What are the barriers to adoption?
- Centralization: All fiat-backed stablecoins require centralized entities to maintain their one-to-one ratio. This means that a holder of a fiat-backed stablecoin will have to trust that the centralized entity is properly maintaining collateral fiat deposits and that their stablecoins are redeemable. If the centralized entity fails to maintain their deposits properly, holders run the risk of not being able to redeem their stablecoins.
- Censorship: Because fiat-backed stablecoins are effectively managed by custodians and are centralized they run the risk of financial censorship. Regulators can, in theory, force the entity behind a fiat-backed stablecoin to ban transactions to specific individuals. The risk of financial censorship for fiat-backed stablecoins would make them no different than the digitized dollars managed by banks. Some stablecoins, like the GUSD, have hard-coded the ability to censor transactions.

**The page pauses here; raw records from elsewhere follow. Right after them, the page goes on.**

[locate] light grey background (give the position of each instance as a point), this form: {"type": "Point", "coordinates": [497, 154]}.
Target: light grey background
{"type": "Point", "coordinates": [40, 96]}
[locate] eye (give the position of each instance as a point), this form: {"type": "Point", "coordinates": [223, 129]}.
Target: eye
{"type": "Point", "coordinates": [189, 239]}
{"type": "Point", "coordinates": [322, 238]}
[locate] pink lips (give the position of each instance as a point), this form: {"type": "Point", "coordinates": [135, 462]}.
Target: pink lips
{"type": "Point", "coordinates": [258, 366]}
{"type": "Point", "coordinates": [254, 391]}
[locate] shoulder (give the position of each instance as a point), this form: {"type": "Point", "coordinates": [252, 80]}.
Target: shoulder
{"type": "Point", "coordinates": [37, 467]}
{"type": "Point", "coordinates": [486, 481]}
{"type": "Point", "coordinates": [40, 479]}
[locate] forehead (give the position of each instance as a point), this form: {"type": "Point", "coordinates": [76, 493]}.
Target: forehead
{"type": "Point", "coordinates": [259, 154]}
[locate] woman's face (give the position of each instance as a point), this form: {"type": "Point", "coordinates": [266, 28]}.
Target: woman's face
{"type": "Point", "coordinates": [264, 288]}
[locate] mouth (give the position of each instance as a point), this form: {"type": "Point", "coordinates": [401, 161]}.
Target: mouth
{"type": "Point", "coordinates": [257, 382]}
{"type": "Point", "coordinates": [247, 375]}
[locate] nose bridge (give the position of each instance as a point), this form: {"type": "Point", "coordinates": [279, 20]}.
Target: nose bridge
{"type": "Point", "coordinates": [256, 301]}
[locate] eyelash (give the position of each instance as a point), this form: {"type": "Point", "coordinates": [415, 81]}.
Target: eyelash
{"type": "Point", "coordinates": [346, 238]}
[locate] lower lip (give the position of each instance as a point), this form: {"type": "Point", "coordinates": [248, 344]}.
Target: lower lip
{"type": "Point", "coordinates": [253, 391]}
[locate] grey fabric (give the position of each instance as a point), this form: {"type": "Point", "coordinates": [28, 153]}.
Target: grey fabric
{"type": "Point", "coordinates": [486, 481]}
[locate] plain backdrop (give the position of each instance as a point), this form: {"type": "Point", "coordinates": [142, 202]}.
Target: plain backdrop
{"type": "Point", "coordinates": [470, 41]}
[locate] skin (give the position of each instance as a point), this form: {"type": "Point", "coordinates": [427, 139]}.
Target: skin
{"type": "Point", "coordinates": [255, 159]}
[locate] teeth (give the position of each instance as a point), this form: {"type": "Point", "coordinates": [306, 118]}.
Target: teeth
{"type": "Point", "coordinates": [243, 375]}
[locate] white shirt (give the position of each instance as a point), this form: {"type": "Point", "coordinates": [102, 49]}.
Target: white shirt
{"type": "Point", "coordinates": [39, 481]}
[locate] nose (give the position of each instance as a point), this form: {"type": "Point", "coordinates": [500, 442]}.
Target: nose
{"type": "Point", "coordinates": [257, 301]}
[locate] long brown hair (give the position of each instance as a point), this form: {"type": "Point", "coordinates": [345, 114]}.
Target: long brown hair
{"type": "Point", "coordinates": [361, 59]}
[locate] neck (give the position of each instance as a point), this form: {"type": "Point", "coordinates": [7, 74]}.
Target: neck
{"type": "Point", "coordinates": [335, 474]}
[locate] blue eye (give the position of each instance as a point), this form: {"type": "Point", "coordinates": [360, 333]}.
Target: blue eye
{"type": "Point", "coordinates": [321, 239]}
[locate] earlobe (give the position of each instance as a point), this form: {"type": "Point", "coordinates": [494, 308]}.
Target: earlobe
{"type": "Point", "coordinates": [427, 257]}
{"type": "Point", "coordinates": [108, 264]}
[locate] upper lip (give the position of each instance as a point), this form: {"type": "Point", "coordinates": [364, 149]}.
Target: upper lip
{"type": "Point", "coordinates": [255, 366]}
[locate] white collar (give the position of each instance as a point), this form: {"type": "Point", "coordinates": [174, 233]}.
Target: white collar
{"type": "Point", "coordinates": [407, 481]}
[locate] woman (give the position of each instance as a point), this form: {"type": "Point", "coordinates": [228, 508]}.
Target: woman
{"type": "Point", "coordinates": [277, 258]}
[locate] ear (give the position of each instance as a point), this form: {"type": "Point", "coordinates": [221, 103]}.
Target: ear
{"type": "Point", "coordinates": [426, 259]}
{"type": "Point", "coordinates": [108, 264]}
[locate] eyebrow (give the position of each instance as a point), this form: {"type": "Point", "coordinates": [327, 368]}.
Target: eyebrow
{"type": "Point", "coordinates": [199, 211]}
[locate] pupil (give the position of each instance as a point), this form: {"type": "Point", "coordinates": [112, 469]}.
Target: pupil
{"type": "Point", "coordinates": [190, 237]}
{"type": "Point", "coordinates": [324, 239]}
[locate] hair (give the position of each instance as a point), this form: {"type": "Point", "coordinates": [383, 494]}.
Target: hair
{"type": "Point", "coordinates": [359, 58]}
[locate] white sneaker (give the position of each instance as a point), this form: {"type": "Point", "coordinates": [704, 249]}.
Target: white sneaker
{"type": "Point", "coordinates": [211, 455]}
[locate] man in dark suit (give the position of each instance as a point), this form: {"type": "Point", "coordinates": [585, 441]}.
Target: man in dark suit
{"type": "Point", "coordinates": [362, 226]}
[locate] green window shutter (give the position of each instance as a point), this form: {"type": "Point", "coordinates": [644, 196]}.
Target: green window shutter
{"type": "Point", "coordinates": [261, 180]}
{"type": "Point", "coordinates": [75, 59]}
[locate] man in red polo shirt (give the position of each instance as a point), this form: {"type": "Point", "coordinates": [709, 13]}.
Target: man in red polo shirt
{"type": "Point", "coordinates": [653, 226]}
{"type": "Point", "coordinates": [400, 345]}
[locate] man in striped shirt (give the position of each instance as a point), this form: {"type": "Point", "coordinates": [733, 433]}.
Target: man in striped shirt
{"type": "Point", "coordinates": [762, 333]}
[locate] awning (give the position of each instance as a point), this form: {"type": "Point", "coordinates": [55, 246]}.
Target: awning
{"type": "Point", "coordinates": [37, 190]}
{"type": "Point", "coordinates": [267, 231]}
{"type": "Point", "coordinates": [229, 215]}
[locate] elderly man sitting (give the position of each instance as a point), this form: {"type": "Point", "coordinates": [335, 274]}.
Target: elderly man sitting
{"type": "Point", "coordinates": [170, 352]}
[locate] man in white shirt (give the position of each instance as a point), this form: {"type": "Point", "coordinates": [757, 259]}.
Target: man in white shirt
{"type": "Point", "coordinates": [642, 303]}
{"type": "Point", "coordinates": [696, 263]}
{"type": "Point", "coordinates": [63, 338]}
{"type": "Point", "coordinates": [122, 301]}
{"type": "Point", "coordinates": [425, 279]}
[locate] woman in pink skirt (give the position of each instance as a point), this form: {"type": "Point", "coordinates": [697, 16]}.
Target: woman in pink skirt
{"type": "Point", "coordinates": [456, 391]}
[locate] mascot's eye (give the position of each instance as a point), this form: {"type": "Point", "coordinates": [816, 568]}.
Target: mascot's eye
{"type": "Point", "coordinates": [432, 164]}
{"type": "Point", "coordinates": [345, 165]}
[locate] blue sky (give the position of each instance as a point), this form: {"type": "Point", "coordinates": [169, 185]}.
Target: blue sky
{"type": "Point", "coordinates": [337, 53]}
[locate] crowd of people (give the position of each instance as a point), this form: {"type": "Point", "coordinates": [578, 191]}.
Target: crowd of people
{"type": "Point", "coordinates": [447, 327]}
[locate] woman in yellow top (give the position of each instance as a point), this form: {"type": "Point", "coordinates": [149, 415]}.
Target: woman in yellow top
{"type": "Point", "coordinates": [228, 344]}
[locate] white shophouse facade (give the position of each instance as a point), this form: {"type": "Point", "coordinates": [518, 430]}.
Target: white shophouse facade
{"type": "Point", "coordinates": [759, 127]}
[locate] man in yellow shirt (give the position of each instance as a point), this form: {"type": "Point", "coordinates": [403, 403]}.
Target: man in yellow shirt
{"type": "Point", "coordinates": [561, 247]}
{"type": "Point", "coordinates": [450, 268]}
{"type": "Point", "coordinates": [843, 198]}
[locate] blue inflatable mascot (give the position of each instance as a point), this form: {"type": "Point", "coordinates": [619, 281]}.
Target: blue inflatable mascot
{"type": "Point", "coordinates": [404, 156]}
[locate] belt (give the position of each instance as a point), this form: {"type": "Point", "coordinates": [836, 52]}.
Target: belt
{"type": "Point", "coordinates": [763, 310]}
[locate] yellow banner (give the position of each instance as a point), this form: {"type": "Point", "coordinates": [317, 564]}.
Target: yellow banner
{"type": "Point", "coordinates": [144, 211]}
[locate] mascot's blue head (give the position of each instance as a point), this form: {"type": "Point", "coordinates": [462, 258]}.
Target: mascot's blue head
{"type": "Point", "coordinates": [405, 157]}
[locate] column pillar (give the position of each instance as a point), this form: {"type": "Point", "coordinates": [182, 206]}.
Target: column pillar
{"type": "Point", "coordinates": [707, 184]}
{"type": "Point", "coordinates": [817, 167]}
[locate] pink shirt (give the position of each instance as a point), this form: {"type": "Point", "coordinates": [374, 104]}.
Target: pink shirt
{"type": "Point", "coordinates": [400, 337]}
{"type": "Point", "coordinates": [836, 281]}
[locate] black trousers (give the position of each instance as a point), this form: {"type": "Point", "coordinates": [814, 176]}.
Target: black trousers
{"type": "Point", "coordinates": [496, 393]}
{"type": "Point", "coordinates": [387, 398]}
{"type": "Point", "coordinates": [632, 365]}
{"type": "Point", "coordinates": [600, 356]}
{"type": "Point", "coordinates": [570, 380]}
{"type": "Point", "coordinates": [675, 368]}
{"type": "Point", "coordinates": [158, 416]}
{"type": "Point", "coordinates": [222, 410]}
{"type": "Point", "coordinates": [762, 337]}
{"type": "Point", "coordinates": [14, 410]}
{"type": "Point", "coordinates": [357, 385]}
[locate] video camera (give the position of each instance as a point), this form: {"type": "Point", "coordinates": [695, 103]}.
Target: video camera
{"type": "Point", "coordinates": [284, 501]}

- Black swan: Because extremely volatile assets back them, crypto-backed stablecoins will always run the risk of a black swan event. If the underlying asset depreciates drastically, the stablecoin can instantly become un-collateralized.
- Capital efficiency: Over-collateralization makes crypto-backed stablecoins capital inefficient. Users are effectively forced lock up capital that could be utilized elsewhere. As an example, to create a $100 stablecoin, perhaps $150 in value needs to be locked up. This additional $50 is taken out of the economy and will no longer become a value-generating asset, i.e., used for investment or to consume goods and services.
- Complexity: Managing what is essentially a digital central bank is a complex task. The core developers behind an algorithm-backed stablecoin must determine the optimal money supply to keep their stablecoins at price parity with the USD. While expanding the money supply to keep up with high demand is easy — “print” more stablecoins — contracting money supply is much more difficult. The primary way algorithm-backed stablecoins try to contract the money supply is to sell discounted bonds. The issue with selling bonds is the lack of guarantee that the bonds will be redeemable in the future as most of these are new projects with short track records. For holders to be incentivized to sell their stablecoins for bonds, they must believe that the stablecoin platform will still be there when the time comes for bond redemption. If the survival of the platform is less certain, stablecoin holders will not sell, resulting in an oversupply of coins on the market which will force the price to drop — unpegging the stablecoin.
Stablecoins are a fascinating concept in the world of crypto. Many in the community believe it is impossible for a stablecoin to be both decentralized and stable. Yet, like the Holy Grail, the mystique of a perfect stablecoin will galvanize entrepreneurs and developers alike to continue their search.